Classroom Extensions

Tagged: Portrait

Context for Photography

Teenie Harris was a staff photographer for the Pittsburgh Courier and he also had his own photography studio. Additionally he often captured what was going on around him because he always had his camera on hand.

Use examples to illustrate each of these various contexts for Teenie Harris’s work—newspaper photos, studio shots, and candids. You could also include examples from Picturing the City, and possibly students’ personal photographs.

Compare photographs taken for these different purposes.

Have students had their portrait taken?

Do they take photographs for the school newspaper or maybe were featured there?

Do they ever take photographs of their friends around school or hanging out? What are those experiences like?

How do these different contexts for photographs change how we understand them? How is a photograph different in a newspaper versus the museum wall? Or in a frame in someone’s home? How do our personal points of view change how we understand these photographs?

Compare a selection of Teenie Harris’s photographs of celebrities with some taken by the paparazzi (you could find some appropriate examples in magazines or on the internet). What are some contrasts you can make between the photographs themselves and how the photographers captured their subjects? What are the legal issues connected to photography?

Journal as Personal Document

Teenie Harris documented over 40 years of his personal experiences and interactions with others through his photographs. You can make a small-scale version of his body of work and recognize the influence of one person over time. The photographers in Picturing the City documented the changes and people, places, and events around downtown Pittsburgh over three recent years (from 2007–2010).

Discuss what can be concluded from examining many photographs, as opposed to just one or two.

How can we document our own lives, and as artists, make these everyday occurrences interesting? What does it tell us about ourselves, our neighborhoods? The world?

How can studying the past and observing the present help us be more thoughtful about possibilities for the future?

Challenge your students to be observant of the people, places, and events around you for a short period of time (maybe a few days or a week). Different prompts could be used each week to narrow or adjust the focus for your students.

Ask your students to collect things that they find, including pictures, objects, and ideas. Have them make note of new things that they become aware of because of their observations. Ask them to share with others. What do they learn about each other through their collected observations, notes, objects, etc.?

The class could start a blog about these everyday events. As a collection, these reflections and findings become a body of work, like Teenie Harris’s body of work.

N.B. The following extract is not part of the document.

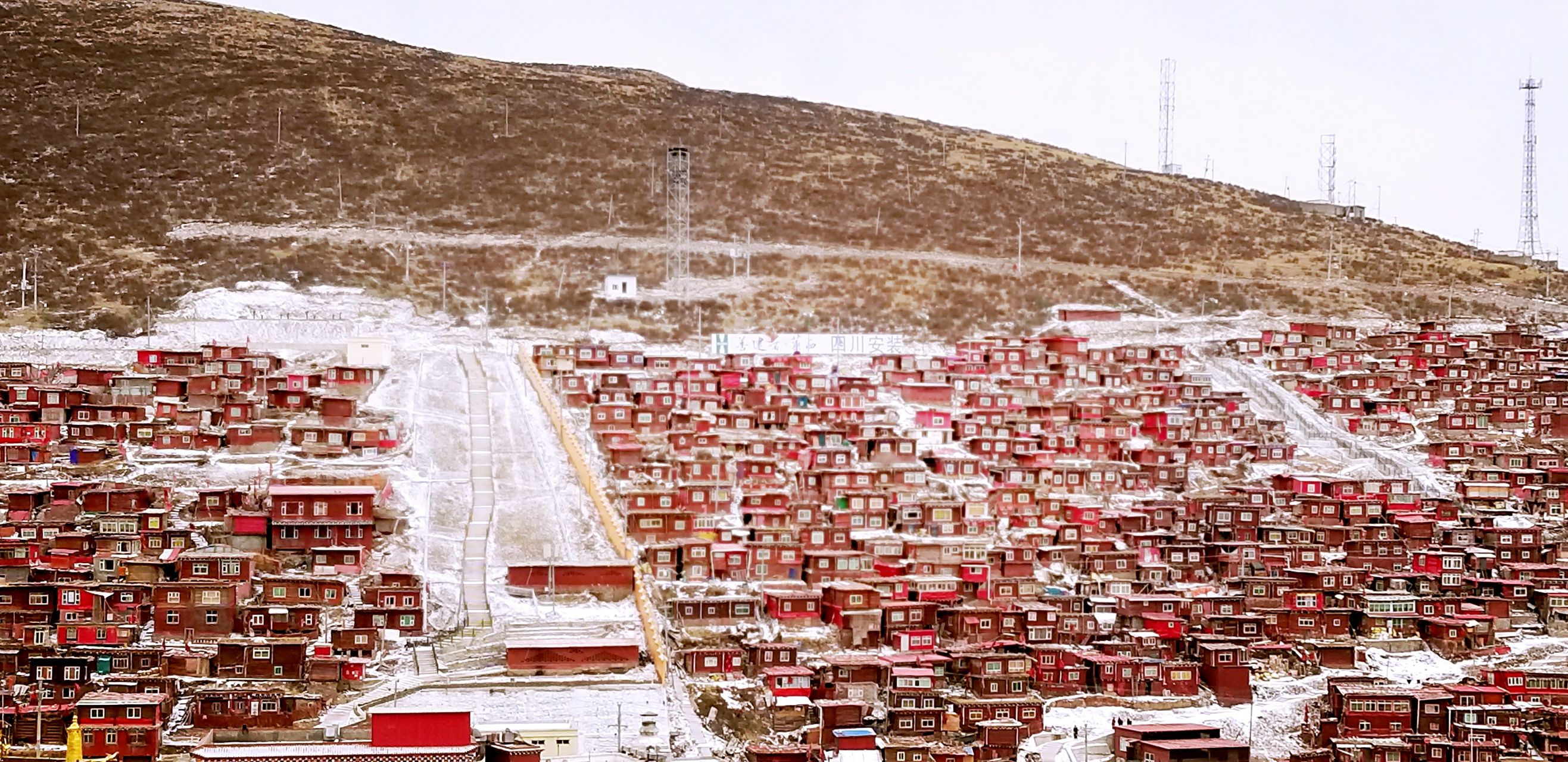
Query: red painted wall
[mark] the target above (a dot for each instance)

Creating Historical Fiction

Students can create imaginative and historically based narratives, inspired by Teenie Harris and Picturing the City photographs. A combination of close observation and research on the people, places, events, and time period can produce relevant investigations.

Students should:

  1. Select a photograph by Teenie Harris or a Picturing the City artist that interests them.
  2. Make a list of observations (who, what, where, etc.) and jot down any questions they have about the people, places, or events.
  3. Do research connected with the people, places, events, and time period.
  4. Create dialogue between characters and/or imagine a larger storyline beyond the photograph.
  5. Share how stories reflect both research and imagination.

The follow-up conversation could address questions like: What impact does the photograph have on me? What does it say about its time and the impact on the people who lived during those times?

What Does a Photo Say about Someone?

Photographs of people can make us curious about their lives, accomplishments, and experiences. How can we use our observation skills to prompt personally relevant investigations of these photographs? How did the artist capture something important? Just because it is a photograph, does that make it important?

Choose a variety of Teenie Harris and Picturing the City photographs depicting people.

Students should observe them carefully and take note of what more they might like to know about them. Ask them to make a list of questions they would ask the people in the photographs if they could. Such as: What are you doing? Where are you and why did you go there? What did you do next?

Share their questions and reasons with classmates in small groups. Have your students ask each other the same questions about the photographs. What are the responses from classmates about the photographs?

If possible, ask students to research something further about the photographs, such as the people, location, events, or the time period. Can they find answers to any of their questions?

Discuss what happens if you can’t find anything specific about the people, places, or events. What are possible factors for this? How can we use observations to create hypotheses and back them up? How does it prompt us to keep asking questions?

Ask students to bring in a recent photograph of themselves (or use this opportunity to take new photographs during class). Students can ask similar questions of their own photograph or of their classmates’ photographs. Such as: What are you doing? Where are you and why did you go there? What did you do next? They should think about what they would want someone in the future to know about them. How does the composition of their photograph, their pose, or the setting suggest something about their identity?